What I see is a compact and callable python based HTML/XML representation.
And don't think I need a tutorial to remember ist syntax.
Currently, I don't use any template mechanism for html rendition, althought
have nothing against them.
But, this is a different approach.Similar to the difference between a class
and a string.
This could change in a future, and then I'd like to have a mechanism like this
integrated in the Quixote framework.
AMK wrote:
>That's pretty cute. What are the pros and cons of this vs. PTL?
>
>* Full Nevow seems aimed at improving performance by pre-generating the
> document, but this means you need support for callouts.
> I'm not sure this optimization is worthwhile; is gluing together HTML
> strings the bottleneck in any real applications?
>* No need to remember to write ending tags. Advantage: Nevow.
>* I'll bet you could make the classes enforce validity by checking
> the child tags (so body[input()] would raise an exception).
All these are good points.On the last, I feel really curious how the validity
checking can be done. Tag specialization?, some parsing?
About the first point:
Matt Goodall wrote:
>The context is also used to pass the tag, as defined by you in the
>document tag tree, to the renderer. The renderer can ignore the tag and
>return something new or do things like clear the tag tree and insert
>something new, lookup parts of the tree and remove/replace/repeat them etc.
I understand from this that Nowen pre-generates a tree representation.

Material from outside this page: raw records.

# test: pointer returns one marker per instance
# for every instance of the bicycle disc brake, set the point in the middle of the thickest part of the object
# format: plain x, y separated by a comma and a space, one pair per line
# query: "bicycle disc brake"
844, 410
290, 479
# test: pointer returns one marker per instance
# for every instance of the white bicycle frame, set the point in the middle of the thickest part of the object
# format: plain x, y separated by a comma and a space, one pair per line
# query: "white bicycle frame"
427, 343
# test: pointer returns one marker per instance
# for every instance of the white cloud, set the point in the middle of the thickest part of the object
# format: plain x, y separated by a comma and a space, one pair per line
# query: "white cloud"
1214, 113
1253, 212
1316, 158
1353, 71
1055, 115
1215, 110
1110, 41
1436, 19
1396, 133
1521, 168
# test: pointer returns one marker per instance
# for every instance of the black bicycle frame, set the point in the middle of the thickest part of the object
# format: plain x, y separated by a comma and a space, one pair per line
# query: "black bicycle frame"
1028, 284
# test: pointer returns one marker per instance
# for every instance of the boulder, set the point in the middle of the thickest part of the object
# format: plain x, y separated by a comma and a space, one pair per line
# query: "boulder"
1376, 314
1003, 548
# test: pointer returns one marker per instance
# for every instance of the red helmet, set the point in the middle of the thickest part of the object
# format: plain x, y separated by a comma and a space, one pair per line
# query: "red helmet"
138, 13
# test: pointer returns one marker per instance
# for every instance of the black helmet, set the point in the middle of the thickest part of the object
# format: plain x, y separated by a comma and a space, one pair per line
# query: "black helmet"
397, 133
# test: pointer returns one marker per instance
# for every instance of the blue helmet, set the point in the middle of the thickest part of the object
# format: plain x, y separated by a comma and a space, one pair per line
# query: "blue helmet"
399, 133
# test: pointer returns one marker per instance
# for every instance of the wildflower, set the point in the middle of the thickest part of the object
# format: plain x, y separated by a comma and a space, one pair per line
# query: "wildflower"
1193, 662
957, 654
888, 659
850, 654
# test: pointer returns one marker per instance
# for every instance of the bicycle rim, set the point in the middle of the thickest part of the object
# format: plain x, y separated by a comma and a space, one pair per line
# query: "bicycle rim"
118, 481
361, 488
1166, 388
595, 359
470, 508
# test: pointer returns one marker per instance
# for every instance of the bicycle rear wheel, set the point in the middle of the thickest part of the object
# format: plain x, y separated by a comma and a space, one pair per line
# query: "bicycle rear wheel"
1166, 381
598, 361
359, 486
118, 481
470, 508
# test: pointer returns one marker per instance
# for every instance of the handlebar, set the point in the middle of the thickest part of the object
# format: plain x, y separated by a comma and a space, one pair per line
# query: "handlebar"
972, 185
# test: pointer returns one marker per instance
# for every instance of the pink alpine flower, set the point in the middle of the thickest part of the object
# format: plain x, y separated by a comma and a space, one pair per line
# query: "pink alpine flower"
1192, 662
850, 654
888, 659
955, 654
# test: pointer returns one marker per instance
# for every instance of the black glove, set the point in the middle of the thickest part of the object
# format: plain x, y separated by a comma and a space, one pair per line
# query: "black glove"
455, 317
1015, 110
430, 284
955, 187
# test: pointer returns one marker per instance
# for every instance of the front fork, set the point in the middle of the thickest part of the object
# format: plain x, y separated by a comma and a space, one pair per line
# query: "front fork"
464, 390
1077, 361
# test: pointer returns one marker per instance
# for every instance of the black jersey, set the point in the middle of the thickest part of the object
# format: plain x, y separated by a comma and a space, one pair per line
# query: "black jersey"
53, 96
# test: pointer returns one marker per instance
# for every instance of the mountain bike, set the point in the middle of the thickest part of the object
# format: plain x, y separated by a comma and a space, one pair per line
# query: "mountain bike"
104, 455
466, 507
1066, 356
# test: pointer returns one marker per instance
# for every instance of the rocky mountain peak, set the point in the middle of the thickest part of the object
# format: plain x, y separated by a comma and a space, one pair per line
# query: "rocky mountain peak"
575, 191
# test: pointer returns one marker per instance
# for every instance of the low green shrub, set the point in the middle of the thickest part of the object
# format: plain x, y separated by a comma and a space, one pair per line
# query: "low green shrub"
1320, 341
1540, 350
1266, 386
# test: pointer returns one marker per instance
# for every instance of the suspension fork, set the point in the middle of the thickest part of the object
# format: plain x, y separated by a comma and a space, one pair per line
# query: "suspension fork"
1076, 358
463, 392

This is a different behaviour that could have its pros.
I wonder if both behaviours could be compatible in some way without having to
parse the result. I was not thinking in a DOM implementation. Instead, in a
light one like PyRXP. Anyway a difficult task.
Also, I'd like it were easy ( I think it is with the current code) for
programmer to provide their own specialized tags. I was thinking for example
in
tag.
From every perspective, a profitable proposal.